Moroccan Chicken Tagine with Dried Apricots


Moroccan Chicken Tagine with Dried Apricots-Recipe


Servings: 4-6 people  

Preparation Time: 20 minutes  

Cooking Time: 1 hour  


Ingredients

  •  1 kg (2.2 lbs) chicken thighs or legs, bone-in, skin-on  
  • Salt and freshly ground black pepper, to taste  
  • 3 tablespoons olive oil  
  • 2 large onions, thinly sliced  
  • 4 garlic cloves, minced  
  • 1 tablespoon fresh ginger, grated  
  • 1 teaspoon ground cumin  
  • 1 teaspoon ground coriander  
  • 1 teaspoon turmeric  
  • 1/2 teaspoon ground cinnamon  
  • 1/4 teaspoon ground saffron threads (optional) or a pinch of ground paprika  
  • 1/2 teaspoon ground cayenne pepper (adjust to taste)  
  • 1/2 cup all-purpose flour (for dusting chicken)  
  • 1 can (400 ml) chickpeas, drained and rinsed  
  • 200 g (7 oz) dried apricots, halved  
  • 1 cup chicken broth  
  • 1/2 cup water  
  • Zest and juice of 1 lemon  
  • 1/4 cup honey or date syrup (optional, for added sweetness)  
  • Fresh cilantro or parsley, chopped (for garnish)  
  •  Preserved lemons, thinly sliced (optional, for garnish)  


Instructions

 1. Prepare the Chicken

   - Season the chicken pieces generously with salt and pepper.
   - Dust the chicken lightly with flour, shaking off any excess. This will help create a nice crust when seared.

 2. Sear the Chicken

   - Heat 2 tablespoons of olive oil in a large tagine pot or heavy-bottomed pan over medium-high heat.
   - Add the chicken pieces skin-side down and sear until golden brown, about 5 minutes per side. Remove the chicken from the pan and set aside.

 3. Sauté the Aromatics

   - In the same pot, add the remaining 1 tablespoon of olive oil.
   - Add the sliced onions and cook until softened and lightly caramelized, about 8-10 minutes.
   - Stir in the garlic, ginger, cumin, coriander, turmeric, cinnamon, saffron (if using), and cayenne pepper. Cook for 1-2 minutes until fragrant.

 4. Build the Tagine

   - Return the chicken to the pot, arranging it in a single layer.
   - Pour in the chicken broth and water, ensuring the liquid comes about halfway up the chicken pieces.
   - Add the chickpeas, dried apricots, lemon zest, and lemon juice.

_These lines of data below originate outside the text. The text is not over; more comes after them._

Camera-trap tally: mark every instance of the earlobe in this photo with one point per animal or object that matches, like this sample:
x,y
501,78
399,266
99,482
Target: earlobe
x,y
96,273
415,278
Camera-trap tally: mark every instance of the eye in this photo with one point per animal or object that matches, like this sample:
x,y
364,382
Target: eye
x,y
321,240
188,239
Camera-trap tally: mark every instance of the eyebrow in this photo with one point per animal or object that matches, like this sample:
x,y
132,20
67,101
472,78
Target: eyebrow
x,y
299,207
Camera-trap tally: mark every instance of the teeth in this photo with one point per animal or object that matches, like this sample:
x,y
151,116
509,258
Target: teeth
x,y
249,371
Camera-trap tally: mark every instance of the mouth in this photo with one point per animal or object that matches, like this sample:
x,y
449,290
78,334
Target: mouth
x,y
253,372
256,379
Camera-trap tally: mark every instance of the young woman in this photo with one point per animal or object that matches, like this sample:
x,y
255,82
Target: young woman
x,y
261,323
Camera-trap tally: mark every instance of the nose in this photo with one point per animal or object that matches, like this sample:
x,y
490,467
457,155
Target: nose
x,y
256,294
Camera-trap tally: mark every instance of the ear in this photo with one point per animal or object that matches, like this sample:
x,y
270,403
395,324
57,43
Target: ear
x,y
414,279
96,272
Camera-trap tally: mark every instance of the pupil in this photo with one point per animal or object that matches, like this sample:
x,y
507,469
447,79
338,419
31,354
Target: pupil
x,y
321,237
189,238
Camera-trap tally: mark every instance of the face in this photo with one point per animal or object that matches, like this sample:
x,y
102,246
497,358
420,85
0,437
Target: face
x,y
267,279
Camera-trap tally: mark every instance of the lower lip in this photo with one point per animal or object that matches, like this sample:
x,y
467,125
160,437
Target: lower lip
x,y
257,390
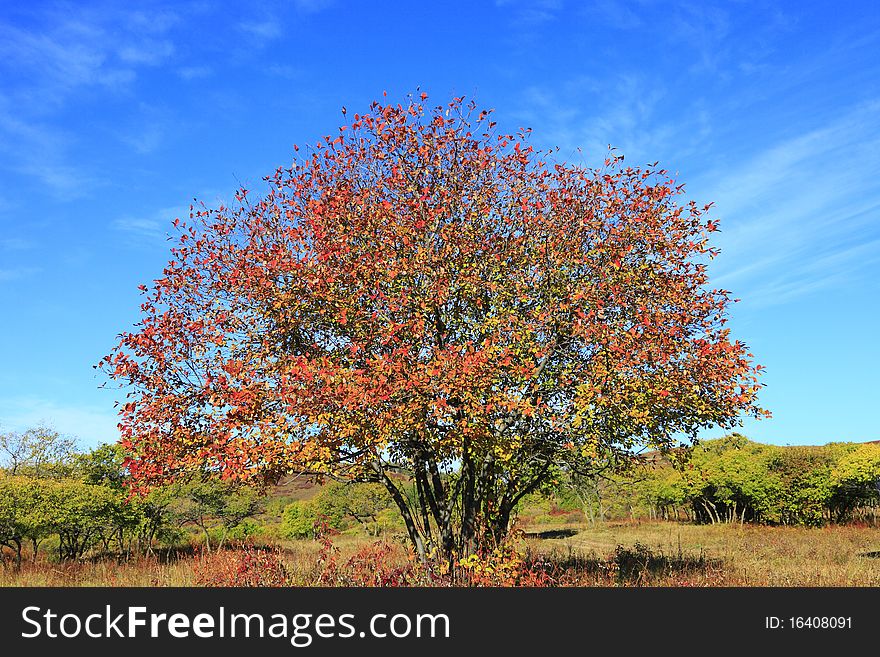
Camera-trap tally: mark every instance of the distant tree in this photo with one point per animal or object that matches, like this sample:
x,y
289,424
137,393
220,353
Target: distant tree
x,y
422,295
24,514
855,480
214,504
298,520
362,502
38,452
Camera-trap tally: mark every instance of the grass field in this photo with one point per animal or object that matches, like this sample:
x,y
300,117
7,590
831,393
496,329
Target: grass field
x,y
606,554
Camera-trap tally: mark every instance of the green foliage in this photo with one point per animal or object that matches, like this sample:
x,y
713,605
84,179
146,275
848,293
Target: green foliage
x,y
735,480
38,452
298,520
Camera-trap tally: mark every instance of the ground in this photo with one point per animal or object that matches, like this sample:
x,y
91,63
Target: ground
x,y
631,553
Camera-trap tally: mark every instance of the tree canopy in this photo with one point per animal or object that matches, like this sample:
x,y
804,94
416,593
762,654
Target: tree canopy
x,y
421,299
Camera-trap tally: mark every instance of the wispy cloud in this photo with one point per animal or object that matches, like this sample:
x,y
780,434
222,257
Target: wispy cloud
x,y
15,244
263,31
195,72
803,214
151,228
90,425
17,273
54,56
590,115
312,6
528,13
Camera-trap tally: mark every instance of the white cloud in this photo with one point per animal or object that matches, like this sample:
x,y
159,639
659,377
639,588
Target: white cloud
x,y
90,425
803,214
262,30
194,72
151,228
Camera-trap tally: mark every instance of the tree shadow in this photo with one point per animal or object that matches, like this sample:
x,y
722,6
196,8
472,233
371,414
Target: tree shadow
x,y
552,533
638,565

Stir gently to combine.

 5. Simmer the Tagine

   - Bring the mixture to a simmer, then reduce the heat to low. Cover the pot and let it cook gently for 45-60 minutes, or until the chicken is tender and the sauce has thickened slightly.
   - If the sauce becomes too thick, you can add a little more water as needed.

 6. Sweeten and Finish

   - Stir in the honey or date syrup during the last 10 minutes of cooking to balance the flavors.
   - Taste and adjust seasoning with additional salt, pepper, or lemon juice if necessary.

 7. Serve

   - Garnish with chopped fresh cilantro or parsley and slices of preserved lemon (if using).
   - Serve the tagine hot with steamed couscous, fluffy rice, or warm bread for soaking up the flavorful sauce.




 Tips for Success

  •  Use a Traditional Tagine Pot: If you have a clay tagine pot, use it for authentic results. Otherwise, a heavy-bottomed pot with a tight-fitting lid works well.
  •  Adjust Spices: Feel free to adjust the spice levels based on your preference. For a milder version, omit the cayenne pepper.
  •  Preserved Lemons: These are a classic ingredient in Moroccan cuisine. If unavailable, substitute with regular lemon juice and zest.